Dianis & Williams-Cullins: Give back Virginia citizens’ right to vote
Mercedies Harris is a U.S. Marine Corps veteran who serves as the ordained minister of Friendship Church in Staunton. A husband and the caretaker for his special-needs stepson, he's a college student pursuing a bachelor's degree in psychology, and he volunteers as a substance abuse counselor. He is a model citizen, giving back to his community and caring for his family. Harris is also one of the more than 451,000 Virginians who have been permanently stripped of their right to vote because of a past felony conviction.
Convicted on two felony counts of drug distribution in 1989, Harris was released from prison in 2003 and long ago turned his life around. But despite having paid his debt to society for those past offenses, he is still barred from voting under an outdated Virginia law that disenfranchises citizens with felony convictions — forever.
Voting is the most fundamental right of American citizenship, but it is overtly denied to millions as a matter of course. A recent Sentencing Project study found that, in the 11 states that ban people from voting after they have completed their sentences, there are more than 2.6 million disenfranchised people. In Virginia, Alabama, Florida, Kentucky, Mississippi and Tennessee, for example, felon disenfranchisement affects an astounding 7 percent of the adult population. They're more strongly represented in areas with harsher voting prohibitions, such as Virginia — one of only four states in the country that goes to the extreme measure of permanently taking away the vote from individuals with felony convictions.
While, in Virginia, it is possible for individuals to have their voting rights restored through individual petitions approved by the governor, the application process is lengthy, burdensome and often marred by administrative error. If an application for rights restoration is rejected, the applicant must wait one year before trying again. But even if the governor approved one application an hour for 24 hours, 365 days a year, it would still take 51 years to restore everyone's rights. By contrast, in most other states the right to vote is automatically restored after a sentence is served.
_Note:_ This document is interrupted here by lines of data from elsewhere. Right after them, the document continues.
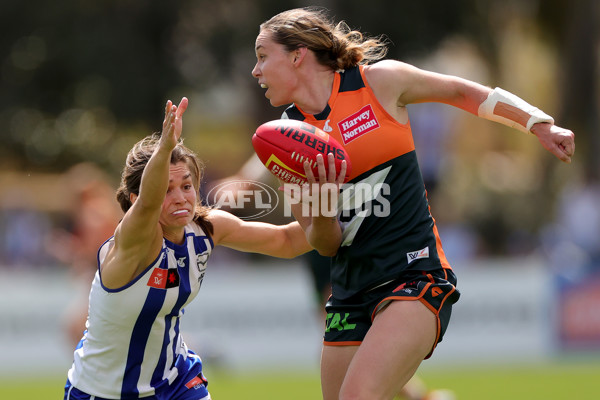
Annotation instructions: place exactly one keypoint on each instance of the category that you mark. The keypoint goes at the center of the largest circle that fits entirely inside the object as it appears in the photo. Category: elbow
(327, 253)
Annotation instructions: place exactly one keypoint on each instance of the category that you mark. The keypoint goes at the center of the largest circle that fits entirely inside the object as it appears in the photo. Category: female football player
(393, 288)
(152, 267)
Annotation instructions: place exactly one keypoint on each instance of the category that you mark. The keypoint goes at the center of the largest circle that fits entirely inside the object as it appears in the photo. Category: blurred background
(81, 82)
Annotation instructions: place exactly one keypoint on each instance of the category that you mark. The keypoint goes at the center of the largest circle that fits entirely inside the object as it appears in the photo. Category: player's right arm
(398, 84)
(139, 235)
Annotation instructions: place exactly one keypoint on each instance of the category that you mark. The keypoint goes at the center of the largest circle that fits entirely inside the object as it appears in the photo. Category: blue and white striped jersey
(132, 346)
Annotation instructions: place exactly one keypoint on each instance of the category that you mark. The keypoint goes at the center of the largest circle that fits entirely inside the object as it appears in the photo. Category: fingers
(310, 177)
(182, 106)
(342, 176)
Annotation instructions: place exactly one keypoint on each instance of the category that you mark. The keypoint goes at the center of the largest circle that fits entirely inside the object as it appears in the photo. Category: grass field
(556, 381)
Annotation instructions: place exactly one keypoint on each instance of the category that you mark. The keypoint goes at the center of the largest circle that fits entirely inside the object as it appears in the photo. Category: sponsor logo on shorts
(358, 124)
(415, 255)
(338, 322)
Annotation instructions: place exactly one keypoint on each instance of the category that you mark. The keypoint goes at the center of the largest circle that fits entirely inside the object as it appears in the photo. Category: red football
(284, 145)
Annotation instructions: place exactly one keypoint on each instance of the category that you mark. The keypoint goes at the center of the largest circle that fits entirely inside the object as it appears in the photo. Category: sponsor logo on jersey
(196, 382)
(357, 124)
(415, 255)
(164, 278)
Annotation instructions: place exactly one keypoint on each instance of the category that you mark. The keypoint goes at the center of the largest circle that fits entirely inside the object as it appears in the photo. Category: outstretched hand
(173, 122)
(557, 140)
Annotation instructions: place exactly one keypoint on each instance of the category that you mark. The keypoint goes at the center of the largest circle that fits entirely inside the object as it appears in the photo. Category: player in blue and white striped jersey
(152, 268)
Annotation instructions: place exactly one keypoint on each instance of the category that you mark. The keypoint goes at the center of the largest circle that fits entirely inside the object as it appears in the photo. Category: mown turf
(555, 381)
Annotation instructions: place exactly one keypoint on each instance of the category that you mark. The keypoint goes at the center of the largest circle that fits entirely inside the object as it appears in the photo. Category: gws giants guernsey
(132, 346)
(384, 212)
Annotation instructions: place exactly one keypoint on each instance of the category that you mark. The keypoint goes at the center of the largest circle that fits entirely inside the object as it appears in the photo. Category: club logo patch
(164, 278)
(415, 255)
(358, 124)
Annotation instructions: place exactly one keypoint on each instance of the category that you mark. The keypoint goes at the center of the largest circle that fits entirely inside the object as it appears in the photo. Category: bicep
(407, 84)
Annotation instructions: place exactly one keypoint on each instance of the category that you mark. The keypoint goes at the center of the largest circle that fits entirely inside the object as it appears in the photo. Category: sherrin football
(284, 145)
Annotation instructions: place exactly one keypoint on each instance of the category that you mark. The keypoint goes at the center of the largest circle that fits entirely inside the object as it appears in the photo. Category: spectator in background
(93, 217)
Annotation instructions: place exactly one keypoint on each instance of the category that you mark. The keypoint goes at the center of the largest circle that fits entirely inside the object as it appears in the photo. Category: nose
(178, 196)
(256, 71)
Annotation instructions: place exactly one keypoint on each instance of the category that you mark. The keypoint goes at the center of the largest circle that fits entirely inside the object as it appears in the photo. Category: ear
(298, 55)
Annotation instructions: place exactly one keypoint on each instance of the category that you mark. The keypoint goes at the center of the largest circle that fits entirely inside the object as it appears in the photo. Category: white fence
(264, 316)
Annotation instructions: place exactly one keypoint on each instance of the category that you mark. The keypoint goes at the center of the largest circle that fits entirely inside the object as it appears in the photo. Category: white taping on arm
(506, 108)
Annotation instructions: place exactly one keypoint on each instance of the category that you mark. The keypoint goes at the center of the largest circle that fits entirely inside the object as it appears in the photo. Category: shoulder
(386, 71)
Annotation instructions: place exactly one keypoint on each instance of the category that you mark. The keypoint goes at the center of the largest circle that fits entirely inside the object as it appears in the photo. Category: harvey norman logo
(358, 124)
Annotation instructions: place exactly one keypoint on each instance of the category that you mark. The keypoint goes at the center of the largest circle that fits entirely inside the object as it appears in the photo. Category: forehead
(179, 170)
(264, 41)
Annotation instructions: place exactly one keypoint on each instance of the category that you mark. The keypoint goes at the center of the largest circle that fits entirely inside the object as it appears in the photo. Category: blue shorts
(189, 385)
(349, 320)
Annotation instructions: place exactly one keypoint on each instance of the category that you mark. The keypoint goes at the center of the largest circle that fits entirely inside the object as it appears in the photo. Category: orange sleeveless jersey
(402, 235)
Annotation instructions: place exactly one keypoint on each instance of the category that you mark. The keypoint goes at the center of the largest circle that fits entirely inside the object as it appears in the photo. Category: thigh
(401, 336)
(334, 364)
By: Judith Browne Dianis & Vicki Williams-Cullins
The question remains — why does Virginia deny citizens who have served their time from exercising our nation's most foundational right? We don't require them to forfeit the right to practice their religion of choice, own property or marry; yet somehow participating in self-government after paying their debt is expressly withheld. Freedom and equality are rooted in our Declaration of Independence, but we don't apply these foundational values to everyone. Public opinion research shows that a majority of Americans see little sense in this, with 80 percent agreeing that voting rights should be restored to the 2.6 million people who are disenfranchised due to past felonies.
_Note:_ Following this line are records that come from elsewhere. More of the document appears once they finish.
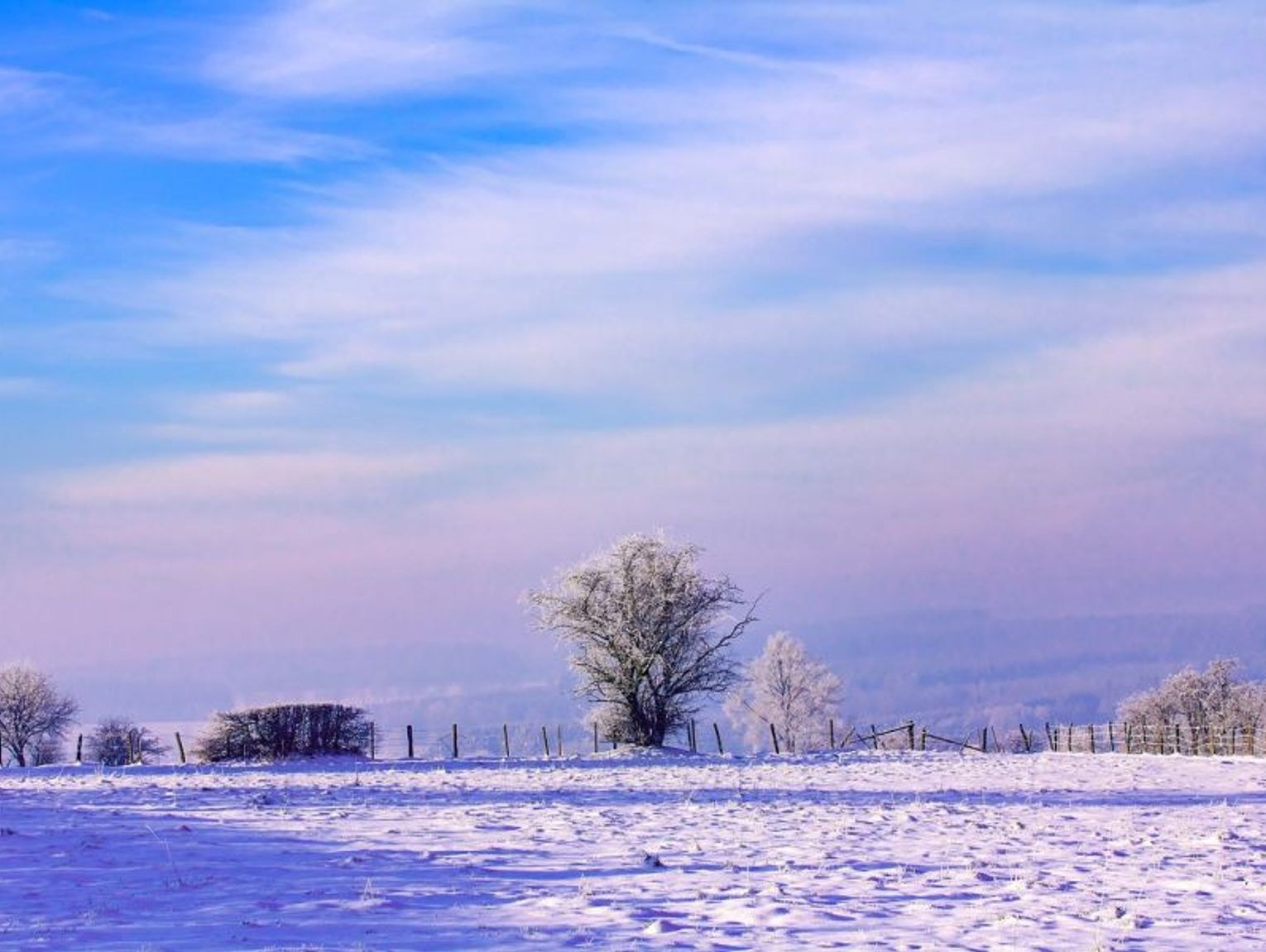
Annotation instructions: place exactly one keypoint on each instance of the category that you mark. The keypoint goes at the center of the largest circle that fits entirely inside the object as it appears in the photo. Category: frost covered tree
(1206, 703)
(35, 715)
(788, 687)
(117, 742)
(650, 634)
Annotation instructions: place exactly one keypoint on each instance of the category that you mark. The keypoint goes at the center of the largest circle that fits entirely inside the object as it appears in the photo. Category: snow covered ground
(861, 851)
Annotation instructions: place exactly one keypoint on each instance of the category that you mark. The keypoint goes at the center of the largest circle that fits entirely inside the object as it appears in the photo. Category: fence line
(551, 741)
The 20 percent of Americans who see it differently may argue that withholding the right to vote from individuals convicted of a felony weeds out "criminals" from the electorate. But the truth is that most convicted felons have not committed violent crimes, such as rape or murder, and three out of every five felony convictions does not even lead to jail time. The imposition of lifetime bans from the voting booth simply serves no purpose beyond creating a caste system in which ex-offenders are forever relegated to second-class citizenship.
As we get closer to November's presidential election, in which the two candidates have vastly different visions for the future of our country, it is shameful that hundreds of thousands of Virginia citizens will be silenced. The outcome of the race will have major implications for everything from the economy to health care to education — issues that affect ex-offenders as much as anyone else — and they ought to be allowed to participate.
There is hope, however, for turning around this injustice. Gov. Bob McDonnell, through executive order, has the authority to automatically restore voting rights to Virginians who have completed their sentences. We urge the commonwealth, and all Virginia citizens, to take a stand for this solution that not only reflects common sense, but truly upholds our nation's standing as the world's greatest democracy.
Mercedies Harris, for one, knows all too well the present alternative of remaining socially and politically isolated years after re-entering society. He works, has a family and pays taxes — but still doesn't have a voice in our democracy. In a letter sent to McDonnell in August, petitioning for the second time to have his civil rights restored, he pleaded: "I would ask that I be forgiven, and restored my rights, and be whole once again."